You can execute the following command to install BLoC:

flutter pub add flutter_bloc

• BLoC enforces a clear separation between your app’s UI and business logic, making your codebase more organised and maintainable.
• BLoC facilitates effective state management by centralising the management of your app’s state in a single location, making it easier to track and control changes.
• BLoC scales well with larger and more complex applications, offering a structured approach that supports app growth.
• BLoC fosters decoupling of UI components from the underlying data and logic, allowing for easier changes and updates without impacting the entire app.
• BLoC works well with Flutter’s hot reload feature, allowing you to quickly iterate and see the effects of your code changes in real-time.

In summary, BLoC architecture offers a structured, efficient, and scalable way to manage your app’s business logic and state, contributing to a more maintainable and robust Flutter application.

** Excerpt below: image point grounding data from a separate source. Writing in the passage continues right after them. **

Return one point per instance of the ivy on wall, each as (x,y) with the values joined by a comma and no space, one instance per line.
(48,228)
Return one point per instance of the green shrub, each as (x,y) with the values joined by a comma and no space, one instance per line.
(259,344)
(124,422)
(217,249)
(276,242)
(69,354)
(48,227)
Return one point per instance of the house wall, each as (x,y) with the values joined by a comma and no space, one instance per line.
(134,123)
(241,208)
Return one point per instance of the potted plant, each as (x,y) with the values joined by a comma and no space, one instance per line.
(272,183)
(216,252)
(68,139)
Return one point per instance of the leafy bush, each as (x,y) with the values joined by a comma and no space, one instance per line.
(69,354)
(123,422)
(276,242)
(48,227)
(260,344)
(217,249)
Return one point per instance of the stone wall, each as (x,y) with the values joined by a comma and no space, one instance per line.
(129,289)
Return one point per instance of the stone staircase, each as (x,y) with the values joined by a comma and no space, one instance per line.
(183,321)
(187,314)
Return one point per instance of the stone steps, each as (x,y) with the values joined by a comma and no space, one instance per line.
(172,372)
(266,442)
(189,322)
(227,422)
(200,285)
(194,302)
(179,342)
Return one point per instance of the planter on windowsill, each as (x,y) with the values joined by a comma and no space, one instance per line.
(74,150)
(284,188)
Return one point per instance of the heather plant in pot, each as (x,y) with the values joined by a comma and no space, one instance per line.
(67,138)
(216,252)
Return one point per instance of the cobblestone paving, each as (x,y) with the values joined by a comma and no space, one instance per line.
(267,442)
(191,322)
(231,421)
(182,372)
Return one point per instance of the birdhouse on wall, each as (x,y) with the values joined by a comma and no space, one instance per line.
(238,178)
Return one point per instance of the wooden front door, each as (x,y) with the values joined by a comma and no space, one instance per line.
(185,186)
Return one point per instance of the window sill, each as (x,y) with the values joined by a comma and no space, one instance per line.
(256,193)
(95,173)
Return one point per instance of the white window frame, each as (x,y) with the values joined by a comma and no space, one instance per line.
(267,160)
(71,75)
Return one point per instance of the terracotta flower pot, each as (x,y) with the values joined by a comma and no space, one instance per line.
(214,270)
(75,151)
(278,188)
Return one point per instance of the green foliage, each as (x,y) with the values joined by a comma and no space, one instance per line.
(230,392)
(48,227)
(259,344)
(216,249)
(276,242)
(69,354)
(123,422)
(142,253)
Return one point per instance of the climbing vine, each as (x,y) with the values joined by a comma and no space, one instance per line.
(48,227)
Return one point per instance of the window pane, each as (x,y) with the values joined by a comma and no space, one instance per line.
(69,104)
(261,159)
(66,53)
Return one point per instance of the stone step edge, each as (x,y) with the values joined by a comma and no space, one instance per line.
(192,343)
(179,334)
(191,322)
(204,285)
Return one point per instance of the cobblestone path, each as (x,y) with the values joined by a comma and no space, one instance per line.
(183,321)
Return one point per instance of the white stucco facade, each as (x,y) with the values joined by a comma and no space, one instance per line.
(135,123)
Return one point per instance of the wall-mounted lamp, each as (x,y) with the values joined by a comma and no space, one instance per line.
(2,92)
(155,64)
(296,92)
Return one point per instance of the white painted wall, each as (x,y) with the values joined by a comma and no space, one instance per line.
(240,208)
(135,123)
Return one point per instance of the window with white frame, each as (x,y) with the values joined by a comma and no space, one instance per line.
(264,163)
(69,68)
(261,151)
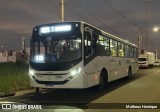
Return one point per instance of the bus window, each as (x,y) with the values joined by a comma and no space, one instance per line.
(103,45)
(88,45)
(120,49)
(131,52)
(126,51)
(113,47)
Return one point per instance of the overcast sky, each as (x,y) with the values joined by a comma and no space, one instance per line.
(120,17)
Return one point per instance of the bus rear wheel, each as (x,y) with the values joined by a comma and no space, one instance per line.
(103,82)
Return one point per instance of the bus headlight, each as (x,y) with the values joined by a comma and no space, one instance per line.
(76,71)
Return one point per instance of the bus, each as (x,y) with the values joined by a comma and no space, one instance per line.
(77,55)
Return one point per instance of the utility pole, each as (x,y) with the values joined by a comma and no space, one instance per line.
(139,39)
(62,10)
(156,53)
(147,21)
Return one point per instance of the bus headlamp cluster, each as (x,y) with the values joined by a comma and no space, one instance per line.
(58,28)
(76,71)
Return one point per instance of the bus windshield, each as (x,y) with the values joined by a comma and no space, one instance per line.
(51,49)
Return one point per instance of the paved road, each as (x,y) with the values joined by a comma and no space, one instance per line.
(143,88)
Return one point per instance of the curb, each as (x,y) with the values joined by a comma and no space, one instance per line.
(6,95)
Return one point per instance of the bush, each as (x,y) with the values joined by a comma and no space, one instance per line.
(13,77)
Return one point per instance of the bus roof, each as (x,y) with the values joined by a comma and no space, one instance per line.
(103,32)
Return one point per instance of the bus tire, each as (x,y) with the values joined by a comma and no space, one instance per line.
(103,80)
(129,72)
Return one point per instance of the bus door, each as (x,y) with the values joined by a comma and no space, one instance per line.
(89,56)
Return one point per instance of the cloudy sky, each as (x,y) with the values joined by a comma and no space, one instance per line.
(120,17)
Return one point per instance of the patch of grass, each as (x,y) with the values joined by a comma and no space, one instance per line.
(13,77)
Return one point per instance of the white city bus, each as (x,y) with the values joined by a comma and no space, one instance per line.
(78,55)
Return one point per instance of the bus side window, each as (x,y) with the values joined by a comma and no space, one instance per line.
(88,45)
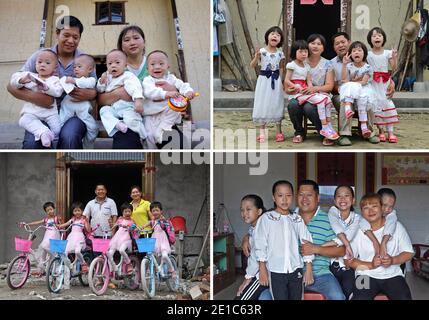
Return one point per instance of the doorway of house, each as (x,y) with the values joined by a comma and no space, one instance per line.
(117,178)
(317,18)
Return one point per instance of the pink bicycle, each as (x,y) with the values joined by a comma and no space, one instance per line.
(19,268)
(100,270)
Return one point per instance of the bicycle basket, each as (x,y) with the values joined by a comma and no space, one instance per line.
(146,244)
(100,245)
(57,246)
(22,245)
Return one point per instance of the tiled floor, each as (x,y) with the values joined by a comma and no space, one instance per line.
(419,288)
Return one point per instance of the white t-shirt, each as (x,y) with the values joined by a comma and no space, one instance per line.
(299,73)
(277,238)
(364,250)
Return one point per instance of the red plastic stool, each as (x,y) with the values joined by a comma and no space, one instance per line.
(313,296)
(381,297)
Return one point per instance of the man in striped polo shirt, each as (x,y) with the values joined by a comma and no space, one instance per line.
(317,222)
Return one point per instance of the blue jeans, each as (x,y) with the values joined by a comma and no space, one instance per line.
(327,285)
(71,136)
(265,295)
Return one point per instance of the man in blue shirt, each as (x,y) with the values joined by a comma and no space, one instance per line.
(317,222)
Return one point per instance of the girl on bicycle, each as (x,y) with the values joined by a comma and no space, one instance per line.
(76,239)
(162,245)
(121,241)
(50,221)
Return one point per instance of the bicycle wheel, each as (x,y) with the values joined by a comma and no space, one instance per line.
(173,283)
(83,277)
(148,276)
(132,281)
(55,275)
(18,272)
(98,275)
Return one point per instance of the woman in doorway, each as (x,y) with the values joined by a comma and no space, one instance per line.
(322,75)
(141,208)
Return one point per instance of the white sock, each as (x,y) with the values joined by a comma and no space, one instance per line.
(121,127)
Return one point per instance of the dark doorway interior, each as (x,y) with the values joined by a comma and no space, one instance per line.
(118,180)
(317,18)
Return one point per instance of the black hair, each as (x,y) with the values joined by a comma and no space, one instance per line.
(48,204)
(75,205)
(100,184)
(358,44)
(279,183)
(279,31)
(257,201)
(350,189)
(309,183)
(298,45)
(378,30)
(126,205)
(339,34)
(315,36)
(117,50)
(125,31)
(387,192)
(69,21)
(157,51)
(156,204)
(368,197)
(136,187)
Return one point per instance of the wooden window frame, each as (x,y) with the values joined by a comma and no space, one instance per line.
(110,22)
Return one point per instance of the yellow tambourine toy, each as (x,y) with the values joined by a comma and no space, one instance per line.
(180,103)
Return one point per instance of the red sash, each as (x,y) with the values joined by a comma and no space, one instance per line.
(302,83)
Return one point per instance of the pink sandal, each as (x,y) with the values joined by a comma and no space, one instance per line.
(366,133)
(349,114)
(393,139)
(280,137)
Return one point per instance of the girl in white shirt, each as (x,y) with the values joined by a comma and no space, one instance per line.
(278,235)
(252,207)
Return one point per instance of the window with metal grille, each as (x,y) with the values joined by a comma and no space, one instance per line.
(109,12)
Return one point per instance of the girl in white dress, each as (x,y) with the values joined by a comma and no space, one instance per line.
(380,59)
(355,88)
(298,76)
(269,98)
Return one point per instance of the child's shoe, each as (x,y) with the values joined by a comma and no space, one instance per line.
(121,127)
(280,137)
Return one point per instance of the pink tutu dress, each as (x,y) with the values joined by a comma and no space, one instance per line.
(50,233)
(162,243)
(76,239)
(122,236)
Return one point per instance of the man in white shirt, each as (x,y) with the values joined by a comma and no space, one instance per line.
(101,212)
(377,274)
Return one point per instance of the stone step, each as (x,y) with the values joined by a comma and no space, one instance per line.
(244,100)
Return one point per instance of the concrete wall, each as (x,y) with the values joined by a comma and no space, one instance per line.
(3,200)
(232,182)
(260,15)
(20,22)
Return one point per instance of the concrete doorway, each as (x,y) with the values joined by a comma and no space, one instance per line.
(325,20)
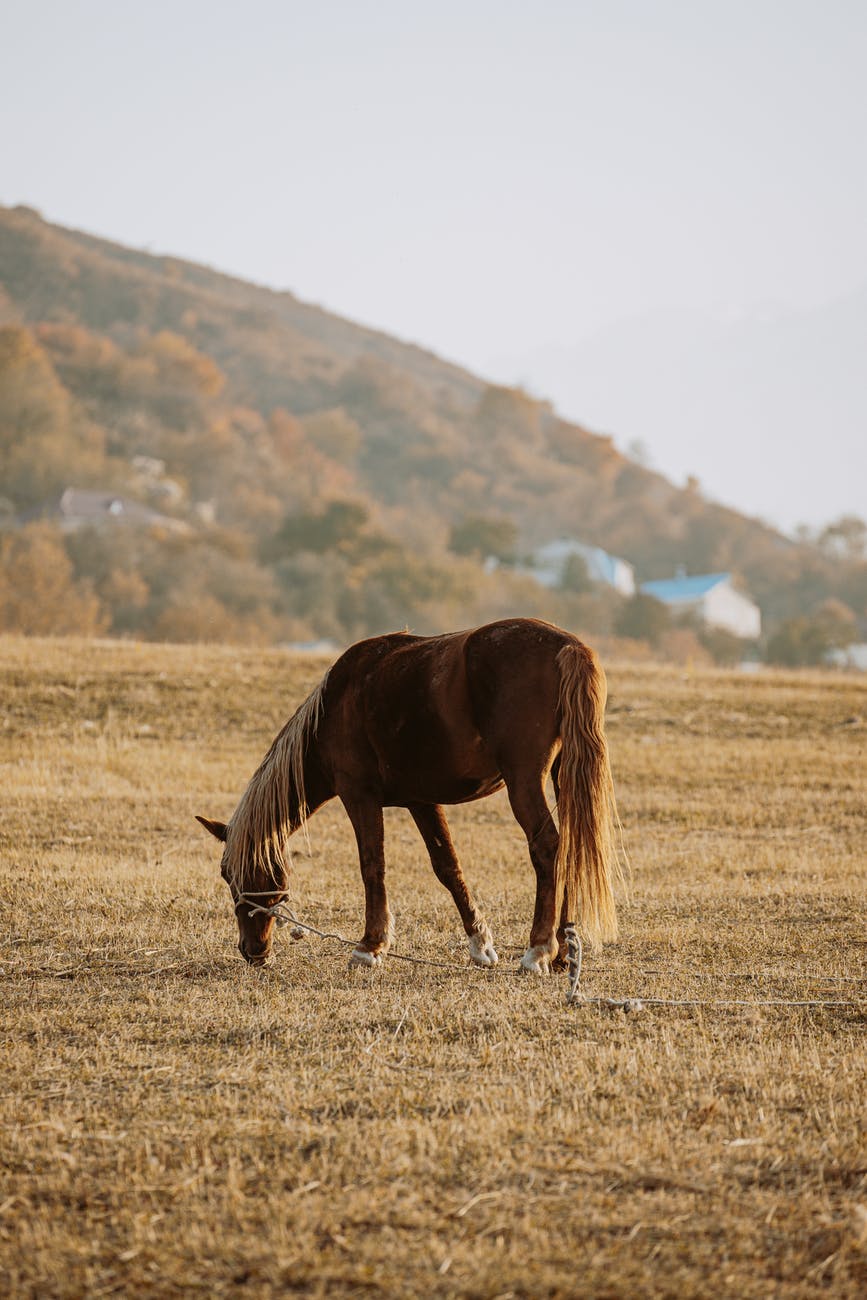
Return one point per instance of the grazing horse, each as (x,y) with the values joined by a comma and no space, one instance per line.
(417,722)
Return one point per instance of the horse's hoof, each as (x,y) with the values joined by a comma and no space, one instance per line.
(362,957)
(481,950)
(536,961)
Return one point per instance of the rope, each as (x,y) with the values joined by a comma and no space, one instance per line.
(284,915)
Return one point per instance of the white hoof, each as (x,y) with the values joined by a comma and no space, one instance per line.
(360,957)
(481,949)
(537,961)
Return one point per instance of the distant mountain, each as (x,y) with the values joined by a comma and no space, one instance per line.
(767,410)
(332,480)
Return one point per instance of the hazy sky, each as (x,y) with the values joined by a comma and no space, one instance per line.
(489,180)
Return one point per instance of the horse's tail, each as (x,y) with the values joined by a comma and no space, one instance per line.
(586,863)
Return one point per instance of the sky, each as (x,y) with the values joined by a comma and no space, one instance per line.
(532,190)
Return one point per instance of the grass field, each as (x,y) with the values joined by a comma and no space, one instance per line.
(176,1123)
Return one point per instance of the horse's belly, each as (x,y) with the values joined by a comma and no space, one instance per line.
(439,789)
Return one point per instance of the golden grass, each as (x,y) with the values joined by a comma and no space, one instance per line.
(176,1123)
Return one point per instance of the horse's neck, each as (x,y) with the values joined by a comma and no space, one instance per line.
(317,788)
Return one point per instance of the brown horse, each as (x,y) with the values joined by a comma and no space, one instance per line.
(419,722)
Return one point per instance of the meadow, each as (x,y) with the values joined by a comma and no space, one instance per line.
(174,1123)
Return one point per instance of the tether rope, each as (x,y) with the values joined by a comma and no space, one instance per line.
(284,915)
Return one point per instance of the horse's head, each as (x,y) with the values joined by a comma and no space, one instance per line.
(252,904)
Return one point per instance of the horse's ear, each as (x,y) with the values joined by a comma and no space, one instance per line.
(217,828)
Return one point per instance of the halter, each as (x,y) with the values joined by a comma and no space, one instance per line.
(280,910)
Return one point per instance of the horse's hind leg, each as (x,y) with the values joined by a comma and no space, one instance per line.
(527,797)
(571,905)
(365,817)
(432,823)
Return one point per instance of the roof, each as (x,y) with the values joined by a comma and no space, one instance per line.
(601,564)
(673,589)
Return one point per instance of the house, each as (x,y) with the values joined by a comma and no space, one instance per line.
(81,507)
(712,598)
(549,564)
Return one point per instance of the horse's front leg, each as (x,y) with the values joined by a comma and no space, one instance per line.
(432,823)
(365,817)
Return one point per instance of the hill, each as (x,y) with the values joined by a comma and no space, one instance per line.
(308,476)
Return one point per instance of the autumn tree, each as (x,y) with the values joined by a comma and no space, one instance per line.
(482,536)
(38,592)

Let’s explore how to utilise BlocProvider for supplying a CounterBloc to a CounterPage, and how to respond to state changes using BlocBuilder.

counter_bloc.dart

sealed class CounterEvent {}
final class CounterIncrementPressed extends CounterEvent {}
final class CounterDecrementPressed extends CounterEvent {}

class CounterBloc extends Bloc<CounterEvent, int> {
  CounterBloc() : super(0) {
    on<CounterIncrementPressed>((event, emit) => emit(state + 1));
    on<CounterDecrementPressed>((event, emit) => emit(state - 1));
  }
}

main.dart

void main() => runApp(CounterApp());

class CounterApp extends StatelessWidget {
  @override
  Widget build(BuildContext context) {
    return MaterialApp(
      home: BlocProvider(
        create: (_) => CounterBloc(),
        child: CounterPage(),
      ),
    );
  }
}

counter_page.dart

class CounterPage extends StatelessWidget {
  @override
  Widget build(BuildContext context) {
    return Scaffold(
      appBar: AppBar(title: Text('Counter')),
      body: BlocBuilder<CounterBloc, int>(
        builder: (context, count) {
          return Center(
            child: Text(
              '$count',
              style: TextStyle(fontSize: 24.0),
            ),
          );
        },
      ),
      floatingActionButton: Column(
        crossAxisAlignment: CrossAxisAlignment.end,
        mainAxisAlignment: MainAxisAlignment.end,
        children: <Widget>[
          Padding(
            padding: EdgeInsets.symmetric(vertical: 5.0),
            child: FloatingActionButton(
              child: Icon(Icons.add),
              onPressed: () => context.read<CounterBloc>().add(CounterIncrementPressed()),
            ),
          ),
          Padding(
            padding: EdgeInsets.symmetric(vertical: 5.0),
            child: FloatingActionButton(
              child: Icon(Icons.remove),
              onPressed: () => context.read<CounterBloc>().add(CounterDecrementPressed()),
            ),
          ),
        ],
      ),
    );
  }
}

At this point we have successfully separated our presentational layer from our business logic layer. Notice that the CounterPage widget knows nothing about what happens when a user taps the buttons. The widget simply tells the CounterBloc that the user has pressed either the increment or decrement button.

I hope this explanation / blog guides you in correct usage and implementation of State management in your Flutter App.